Gageler J agreed with French CJ and Keane J that the appeal should be dismissed. His Honour referred to Brennan J’s statement in Mabo, referenced in Western Australia v The Commonwealth (1995) 183 CLR 373 at 439, that:

a clear and plain intention to extinguish native title is not revealed by a law which merely regulates the enjoyment of native title or which creates a regime of control that is consistent with the continued enjoyment of native title.

His Honour found nothing in the NSA regime inconsistent with the continued existence of native title rights (or of any other rights).

Hayne J found that the taking of possession of land under the NSA was the taking of exclusive possession and an act that extinguishes native title.

His Honour looked to the issue of extinguishment stating, at [57], that:

The determinative question in either kind of case is whether the rights granted or asserted are inconsistent with native title rights and interests over the land.

His Honour referred to the decision in Fejo v Northern Territory (1998) 195 CLR 96 and that a grant in fee simple is inconsistent with and, therefore, extinguishes native title ‘and is not revived if the land is later held again by the Crown.’ His Honour also reiterated the majority’s statement in Western Australia v Ward (2002) 213 CLR 1 per Gleeson CJ, Gaudron, Gummow and Hayne JJ at [91], that:

“[t]wo rights are inconsistent or they are not. If they are inconsistent, there will be extinguishment to the extent of the inconsistency; if they are not, there will not be extinguishment." And "[a]bsent particular statutory provision to the contrary, questions of suspension of one set of rights in favour of another do not arise.” (emphasis added).

Hayne J’s reasoning at [65] included an assumption that ‘competent legislation could validly suspend the exercise of native title rights and interests.’ However, his Honour doubted that legislation could achieve that result ‘except by express and detailed provisions to that desired effect.’ His Honour did not consider that result to have been achieved with the NSA.
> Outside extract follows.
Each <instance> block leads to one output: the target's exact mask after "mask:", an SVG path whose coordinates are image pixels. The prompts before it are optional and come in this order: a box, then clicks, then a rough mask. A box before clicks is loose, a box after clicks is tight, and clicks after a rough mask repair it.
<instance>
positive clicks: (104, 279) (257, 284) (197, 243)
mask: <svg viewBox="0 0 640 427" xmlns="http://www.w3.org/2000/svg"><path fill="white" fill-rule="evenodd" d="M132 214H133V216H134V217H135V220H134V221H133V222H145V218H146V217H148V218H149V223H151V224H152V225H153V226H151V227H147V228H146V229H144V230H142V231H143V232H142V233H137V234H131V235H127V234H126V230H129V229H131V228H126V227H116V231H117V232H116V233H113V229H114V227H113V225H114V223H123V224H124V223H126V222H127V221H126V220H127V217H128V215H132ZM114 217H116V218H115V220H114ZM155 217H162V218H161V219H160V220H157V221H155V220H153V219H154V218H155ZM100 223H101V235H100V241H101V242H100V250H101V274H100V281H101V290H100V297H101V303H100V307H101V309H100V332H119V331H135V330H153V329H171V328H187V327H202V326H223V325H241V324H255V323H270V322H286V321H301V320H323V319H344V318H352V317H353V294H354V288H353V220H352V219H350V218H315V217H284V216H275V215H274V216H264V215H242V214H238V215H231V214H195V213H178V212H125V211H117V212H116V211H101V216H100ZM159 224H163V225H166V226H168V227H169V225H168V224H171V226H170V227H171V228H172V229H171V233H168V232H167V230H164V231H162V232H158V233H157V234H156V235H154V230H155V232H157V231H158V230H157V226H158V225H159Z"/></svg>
Hayne J held that the appeal by Queensland should be allowed on the basis that the Commonwealth asserted rights, under the NSA, that were inconsistent with the Bar-Barrum People’s native title rights and interests and, therefore, extinguished those native title rights and interests.
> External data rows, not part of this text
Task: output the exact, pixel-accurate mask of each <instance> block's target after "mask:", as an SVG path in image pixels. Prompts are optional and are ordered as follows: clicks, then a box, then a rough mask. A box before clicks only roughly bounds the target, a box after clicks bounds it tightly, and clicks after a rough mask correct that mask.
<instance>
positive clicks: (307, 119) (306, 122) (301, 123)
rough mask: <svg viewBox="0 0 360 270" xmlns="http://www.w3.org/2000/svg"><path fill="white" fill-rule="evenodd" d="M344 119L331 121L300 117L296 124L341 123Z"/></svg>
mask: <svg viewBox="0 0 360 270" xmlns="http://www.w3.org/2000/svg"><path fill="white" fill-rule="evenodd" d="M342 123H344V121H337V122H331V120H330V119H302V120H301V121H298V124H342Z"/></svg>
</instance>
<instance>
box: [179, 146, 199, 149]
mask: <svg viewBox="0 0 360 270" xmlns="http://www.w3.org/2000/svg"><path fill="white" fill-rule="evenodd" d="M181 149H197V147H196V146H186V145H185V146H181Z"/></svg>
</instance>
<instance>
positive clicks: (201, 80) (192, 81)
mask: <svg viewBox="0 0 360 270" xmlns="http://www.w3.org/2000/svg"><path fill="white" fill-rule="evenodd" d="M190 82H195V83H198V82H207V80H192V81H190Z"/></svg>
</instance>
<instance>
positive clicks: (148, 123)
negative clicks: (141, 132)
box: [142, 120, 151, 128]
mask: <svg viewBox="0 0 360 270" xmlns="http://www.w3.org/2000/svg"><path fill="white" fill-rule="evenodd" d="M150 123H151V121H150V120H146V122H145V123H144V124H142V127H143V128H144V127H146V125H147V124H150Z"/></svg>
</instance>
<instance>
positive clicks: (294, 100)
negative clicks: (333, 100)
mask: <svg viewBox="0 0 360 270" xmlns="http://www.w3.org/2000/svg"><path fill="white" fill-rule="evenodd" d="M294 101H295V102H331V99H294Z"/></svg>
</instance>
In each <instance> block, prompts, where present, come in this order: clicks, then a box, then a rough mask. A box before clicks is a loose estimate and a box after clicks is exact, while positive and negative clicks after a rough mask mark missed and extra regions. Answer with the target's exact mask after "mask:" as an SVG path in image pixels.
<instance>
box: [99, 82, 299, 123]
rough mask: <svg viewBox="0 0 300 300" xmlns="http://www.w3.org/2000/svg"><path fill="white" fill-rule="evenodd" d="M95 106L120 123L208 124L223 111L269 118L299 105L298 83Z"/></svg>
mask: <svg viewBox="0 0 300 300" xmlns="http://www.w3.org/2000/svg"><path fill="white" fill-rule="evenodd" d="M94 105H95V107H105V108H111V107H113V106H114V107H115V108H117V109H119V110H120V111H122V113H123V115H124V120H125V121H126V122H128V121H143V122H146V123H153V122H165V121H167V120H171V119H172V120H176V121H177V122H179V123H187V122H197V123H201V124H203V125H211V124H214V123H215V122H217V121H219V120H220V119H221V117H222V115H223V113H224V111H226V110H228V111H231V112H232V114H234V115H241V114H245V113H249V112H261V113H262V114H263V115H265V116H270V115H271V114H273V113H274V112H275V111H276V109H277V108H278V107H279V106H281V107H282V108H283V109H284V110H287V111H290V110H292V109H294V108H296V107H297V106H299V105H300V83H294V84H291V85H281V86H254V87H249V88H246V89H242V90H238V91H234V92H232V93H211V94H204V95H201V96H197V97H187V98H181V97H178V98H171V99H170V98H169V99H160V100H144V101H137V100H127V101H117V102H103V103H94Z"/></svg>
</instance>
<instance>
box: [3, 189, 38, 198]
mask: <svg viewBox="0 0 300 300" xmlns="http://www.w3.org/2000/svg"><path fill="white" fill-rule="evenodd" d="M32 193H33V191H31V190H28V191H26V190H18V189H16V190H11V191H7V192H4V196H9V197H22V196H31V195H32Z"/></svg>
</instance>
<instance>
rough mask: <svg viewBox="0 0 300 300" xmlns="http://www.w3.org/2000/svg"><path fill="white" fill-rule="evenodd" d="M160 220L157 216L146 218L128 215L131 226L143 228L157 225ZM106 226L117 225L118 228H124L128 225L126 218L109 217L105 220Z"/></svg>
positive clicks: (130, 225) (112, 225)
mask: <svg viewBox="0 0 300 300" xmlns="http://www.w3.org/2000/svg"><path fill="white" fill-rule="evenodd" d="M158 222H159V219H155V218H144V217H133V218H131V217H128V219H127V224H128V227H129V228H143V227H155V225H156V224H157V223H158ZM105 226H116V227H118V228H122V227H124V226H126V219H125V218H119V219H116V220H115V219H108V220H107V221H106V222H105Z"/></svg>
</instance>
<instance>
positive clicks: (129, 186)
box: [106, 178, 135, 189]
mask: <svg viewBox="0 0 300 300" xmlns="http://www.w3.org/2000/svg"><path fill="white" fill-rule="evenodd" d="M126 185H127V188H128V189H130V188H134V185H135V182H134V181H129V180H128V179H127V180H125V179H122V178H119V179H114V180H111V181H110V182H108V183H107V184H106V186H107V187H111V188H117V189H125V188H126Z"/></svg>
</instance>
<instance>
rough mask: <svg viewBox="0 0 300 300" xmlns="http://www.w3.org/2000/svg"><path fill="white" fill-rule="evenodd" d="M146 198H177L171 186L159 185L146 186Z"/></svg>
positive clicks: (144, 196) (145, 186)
Kiefel J discussed a range of cases including Mabo, Western Australia v Ward, Wik and Fejo, to set out that extinguishment of native title occurs where the rights granted are inconsistent with the native title rights and interests. Her Honour stated, at [93], that ‘the test of inconsistency is admittedly strict’ and, at [94], that ‘[e]xtinguishment does not depend on the inconsistency between the rights enduring permanently or even for a particular period.’

Her Honour stated, at [107], that ‘the Commonwealth took to itself a right of exclusive possession.’

Although accepting that the Military Orders were made under extraordinary war time powers and were limited in their duration, Kiefel J concluded, at [126], that ‘[t]hese features do not affect the test of inconsistency of rights which previous decisions of this Court apply as the criterion of extinguishment.’

Bell J did not accept that the Bar-Barrum People’s native title rights and interests survived the making of the Military Orders. Her Honour also applied an ‘inconsistency of incidents test’, reasoning at [130] that ‘[i]f continuation of the native title rights is logically inconsistent with the rights conferred or assumed by sovereign act, native title is extinguished.’

Furthermore, at [131], Bell J stated that:

[n]ative title rights do not “spring forth again” when land that has been the subject of a freehold or leasehold estate comes to be held again by the Crown. Such is the vulnerability of native title that the grant of a lease for a term of short duration will extinguish it as effectively as the grant of an estate in fee simple.

Her Honour distinguished Western Australia v Brown [2014] HCA 8 on the basis that the rights in the mineral leases in that case allowed Western Australia and third parties access to the land, whereas the Military Orders in this case provided for exclusive possession.